His eyes flick over the screen in front of him. They are not focused on me or the sudden breathlessness in my words. “And in your proposal, you are suggesting there is a correlation between poverty and mental health? When in fact, mental health is only a small portion of economic standing.”
I stiffen. The implication in his words is enough to irritate me, but I refuse to lose my temper or show any signs of being flustered. This is no minor argument to be taken lightly. I have seen first-hand what happens to communities who suffer from a lack of mental healthcare, and I will not have my ideas dismissed so easily.
“I am suggesting that the lack of mental health care and education about the warning signs is much more prevalent below the poverty line,” I say. “Even those living right on the margins, making enough to provide for their families, but not enough to receive government assistance, will not always have the extra hundred dollars or so to go to a therapist once a month, or even once a week.”
“But they would have health insurance.”
I take a deep breath before answering. He’s goading me now. There is no other reasoning for his shallow responses. Or is he that out of touch with the common man that he doesn’t see how difficult it is for most working families to bite the bullet and go to the doctor when it’s necessary?
“Not all health insurance companies cover therapy sessions.” My fingernails are digging into the armrests beneath them. I can’t help but wonder what miraculous theories Jackson Riley concocted to earn this man’s favor. “And even when they do, a person is much less likely to pay for therapy sessions that could run anywhere from once a month to once or twice a week, when they might only have to pay
a copay once or twice a year for regular healthcare services.”
“So how does all of this pertain to poverty levels?”
My chest tightens. Did he not read my proposal? Did he not major in psychology? Or do any kind of work in the field? “Mental health contributes to addiction, to violence, to homelessness. It’s- It’s everything.”
I struggle for the right words, so flustered at the thought of what’s happening that I can barely speak. Am I really having to argue this? The only example I can think of hits too close to home. He doesn’t have to know that. If I burst into tears in his office trying to explain myself, he will think I am completely incapable of handling this apprenticeship.
He is watching me, intently. Coldly. The sensation is a shock to my system, like someone dumping ice water on me after an eternity in the desert. This is not the man I knew from before, the man who affectionately held me in his arms to protect me from bludgeoning myself on a rake and some stepping stones. This is not the man whose pale green eyes have been the centerpiece of my dreams for the past few days.
This man is distant. As far away from me as the sun.
I inhale one long stream of breath to steady myself. “Take, for example, a woman who loses her husband. Not only has she lost the love of her life and a father for her child, but she has lost a source of income and has likely accrued medical debts as a result.”
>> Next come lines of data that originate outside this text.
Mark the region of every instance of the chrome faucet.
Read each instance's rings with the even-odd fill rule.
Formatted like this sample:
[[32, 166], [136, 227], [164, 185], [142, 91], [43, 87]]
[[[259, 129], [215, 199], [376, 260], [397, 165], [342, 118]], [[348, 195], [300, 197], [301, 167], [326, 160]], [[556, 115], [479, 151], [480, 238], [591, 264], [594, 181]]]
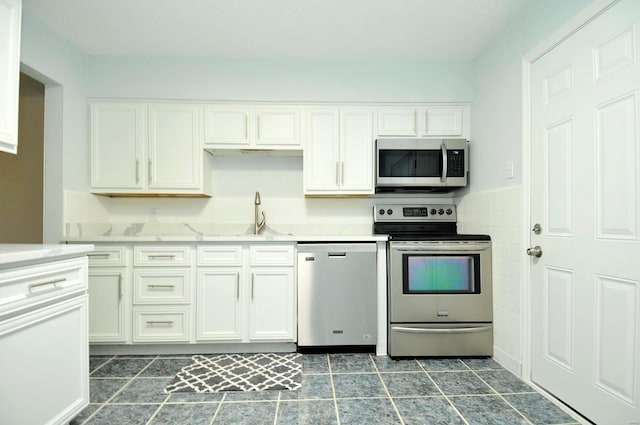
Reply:
[[253, 201], [255, 205], [255, 218], [253, 220], [253, 234], [257, 235], [262, 231], [262, 228], [267, 222], [267, 218], [264, 216], [264, 211], [262, 212], [262, 221], [258, 222], [258, 206], [260, 205], [260, 192], [256, 192], [256, 199]]

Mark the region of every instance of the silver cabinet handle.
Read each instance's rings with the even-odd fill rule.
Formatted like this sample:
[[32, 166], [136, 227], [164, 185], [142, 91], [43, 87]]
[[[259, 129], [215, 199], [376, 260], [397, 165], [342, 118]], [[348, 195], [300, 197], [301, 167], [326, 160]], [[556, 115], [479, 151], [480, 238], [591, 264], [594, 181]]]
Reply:
[[163, 258], [173, 260], [176, 258], [175, 254], [154, 254], [154, 255], [149, 255], [148, 257], [149, 257], [149, 260], [160, 260]]
[[344, 184], [344, 161], [340, 161], [340, 181]]
[[149, 183], [151, 183], [153, 181], [153, 179], [151, 178], [151, 160], [149, 160]]
[[253, 302], [253, 281], [254, 281], [254, 274], [251, 273], [251, 302]]
[[55, 289], [57, 283], [65, 282], [66, 280], [67, 280], [66, 278], [61, 278], [61, 279], [47, 280], [47, 281], [44, 281], [44, 282], [31, 283], [31, 284], [29, 284], [29, 287], [28, 287], [29, 288], [29, 292], [31, 292], [32, 289], [40, 288], [42, 286], [47, 286], [47, 285], [52, 285], [53, 288], [51, 288], [51, 289]]
[[491, 330], [491, 326], [479, 326], [473, 328], [407, 328], [403, 326], [391, 326], [391, 329], [403, 333], [412, 334], [464, 334], [487, 332]]
[[118, 300], [122, 301], [122, 273], [118, 274]]
[[336, 161], [336, 186], [340, 184], [340, 163]]
[[160, 285], [160, 284], [151, 284], [147, 285], [149, 289], [173, 289], [176, 285]]
[[136, 183], [140, 183], [140, 160], [136, 159]]
[[172, 327], [173, 326], [173, 320], [148, 320], [147, 321], [147, 327], [152, 327], [152, 326]]
[[111, 257], [111, 254], [88, 254], [87, 257], [89, 257], [89, 258], [109, 258], [109, 257]]
[[236, 273], [236, 300], [240, 299], [240, 273]]
[[260, 140], [260, 114], [256, 115], [256, 138]]

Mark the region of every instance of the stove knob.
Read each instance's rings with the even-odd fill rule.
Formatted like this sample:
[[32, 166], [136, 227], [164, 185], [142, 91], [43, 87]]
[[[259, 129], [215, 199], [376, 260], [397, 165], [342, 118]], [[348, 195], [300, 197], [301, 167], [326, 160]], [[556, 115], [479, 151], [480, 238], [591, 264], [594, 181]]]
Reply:
[[451, 208], [447, 208], [447, 215], [453, 214], [453, 210]]
[[438, 210], [438, 214], [440, 214], [440, 215], [444, 214], [444, 210], [443, 210], [442, 208], [440, 208], [440, 209]]
[[431, 215], [436, 215], [437, 211], [435, 208], [431, 208], [431, 211], [429, 211], [431, 213]]
[[384, 208], [380, 208], [380, 211], [378, 211], [378, 213], [379, 213], [380, 215], [384, 215]]
[[389, 215], [393, 214], [393, 210], [392, 210], [391, 208], [389, 208], [389, 209], [387, 210], [387, 214], [389, 214]]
His brow furrows. Did something in my voice give me away? I push forward.
“The stress from having to console her daughter, having her household income cut in half and managing the bills, all while trying to pretend she isn’t breaking on the inside, is enough to send her spiraling into depression.” I hear a note in my voice crack, and I pause. I’m very close to losing myself, to forgetting where I am and who I am with, as well.
I refocus my thoughts. He seems to notice, shifting uneasily in his seat before crossing his arms over his chest. His gaze continues to level over mine, seeking the answers I’m trying to reveal without giving too much of myself away. I’ve already told this man far more than any level of our acquaintance should dictate. He knows what drives me, what sparks my passions. He knows pieces of my past I try to hide from others. What is it about him that both encourages me to share my secrets and hide from him all at the same time?